On the Convergence of FK–Ising Percolation to SLE(16/3, (16/3)-6)

We give a simplified and complete proof of the convergence of the chordal exploration process in critical FK–Ising percolation to chordal SLE_κ ( κ -6) with κ =16/3 . Our proof follows the classical excursion construction of SLE_κ (κ -6) processes in the continuum, and we are thus led to introduce suitable cut-off stopping times in order to analyse the behaviour of the driving function of the discrete system when Dobrushin boundary condition collapses to a single point. Our proof is very different from that of Kemppainen and Smirnov (Conformal invariance of boundary touching loops of FK–Ising model. arXiv:1509.08858 , 2015; Conformal invariance in random cluster models. II. Full scaling limit as a branching SLE. arXiv:1609.08527 , 2016) as it only relies on the convergence to the chordal SLE_κ process in Dobrushin boundary condition and does not require the introduction of a new observable. Still, it relies crucially on several ingredients: the powerful topological framework developed in Kemppainen and Smirnov (Ann Probab 45(2):698–779, 2017) as well as its follow-up paper Chelkak et al. (Compt R Math 352(2):157–161, 2014), the strong RSW Theorem from Chelkak et al. (Electron.
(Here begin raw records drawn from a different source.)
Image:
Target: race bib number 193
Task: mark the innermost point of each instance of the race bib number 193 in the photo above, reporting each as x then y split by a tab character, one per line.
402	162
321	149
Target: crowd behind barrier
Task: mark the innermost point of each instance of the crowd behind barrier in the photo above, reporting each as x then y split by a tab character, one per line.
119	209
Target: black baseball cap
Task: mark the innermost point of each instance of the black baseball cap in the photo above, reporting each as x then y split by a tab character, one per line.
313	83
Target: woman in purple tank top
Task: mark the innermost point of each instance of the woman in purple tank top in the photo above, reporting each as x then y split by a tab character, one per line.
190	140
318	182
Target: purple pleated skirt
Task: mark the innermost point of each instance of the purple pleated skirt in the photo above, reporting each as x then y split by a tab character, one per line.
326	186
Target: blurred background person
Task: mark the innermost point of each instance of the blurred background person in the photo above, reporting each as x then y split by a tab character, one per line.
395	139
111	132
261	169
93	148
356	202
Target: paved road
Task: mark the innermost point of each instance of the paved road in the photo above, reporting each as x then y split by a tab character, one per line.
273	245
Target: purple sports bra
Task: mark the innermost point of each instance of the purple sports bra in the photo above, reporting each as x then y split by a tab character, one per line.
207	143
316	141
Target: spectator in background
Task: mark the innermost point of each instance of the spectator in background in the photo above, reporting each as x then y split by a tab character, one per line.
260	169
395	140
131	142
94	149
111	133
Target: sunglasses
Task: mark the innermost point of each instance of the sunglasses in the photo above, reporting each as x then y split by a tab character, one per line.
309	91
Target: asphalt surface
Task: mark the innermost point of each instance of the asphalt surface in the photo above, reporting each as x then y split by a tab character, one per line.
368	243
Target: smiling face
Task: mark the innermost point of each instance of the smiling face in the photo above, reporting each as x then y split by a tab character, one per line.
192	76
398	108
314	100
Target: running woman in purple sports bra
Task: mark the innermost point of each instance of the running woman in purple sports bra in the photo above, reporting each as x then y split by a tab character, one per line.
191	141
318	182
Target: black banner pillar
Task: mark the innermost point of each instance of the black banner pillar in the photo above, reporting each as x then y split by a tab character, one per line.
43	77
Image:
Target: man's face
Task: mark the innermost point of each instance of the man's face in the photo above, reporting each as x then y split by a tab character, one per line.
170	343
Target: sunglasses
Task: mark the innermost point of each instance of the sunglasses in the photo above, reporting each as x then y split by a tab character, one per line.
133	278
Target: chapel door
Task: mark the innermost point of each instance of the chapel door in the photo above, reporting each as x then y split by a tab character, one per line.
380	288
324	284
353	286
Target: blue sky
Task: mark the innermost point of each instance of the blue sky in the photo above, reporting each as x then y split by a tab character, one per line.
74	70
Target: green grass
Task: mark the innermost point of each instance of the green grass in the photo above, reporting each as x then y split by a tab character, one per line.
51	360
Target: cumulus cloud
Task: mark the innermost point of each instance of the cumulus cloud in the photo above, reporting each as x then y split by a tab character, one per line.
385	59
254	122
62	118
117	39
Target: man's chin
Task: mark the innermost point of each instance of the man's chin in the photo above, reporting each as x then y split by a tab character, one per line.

J. Probab. 21(5):28, 2016), the proof is inspired from the appendix A in Benoist and Hongler (The scaling limit of critical Ising interfaces is CLE(3). arXiv:1604.06975 , 2016). One important emphasis of this paper is to carefully write down some properties which are often considered folklore in the literature but which are only justified so far by hand-waving arguments. The main examples of these are: the convergence of natural discrete stopping times to their continuous analogues. (The usual hand-waving argument destroys the spatial Markov property.) the fact that the discrete spatial Markov property is preserved in the scaling limit. (The enemy being that 𝔼 [X_n | Y_n ] does not necessarily converge to 𝔼 [X | Y ] when (X_n,Y_n)→ (X,Y) .) We end the paper with a detailed sketch of the convergence to radial SLE_κ ( κ -6) when κ =16/3 as well as the derivation of Onsager’s one-arm exponent 1 / 8.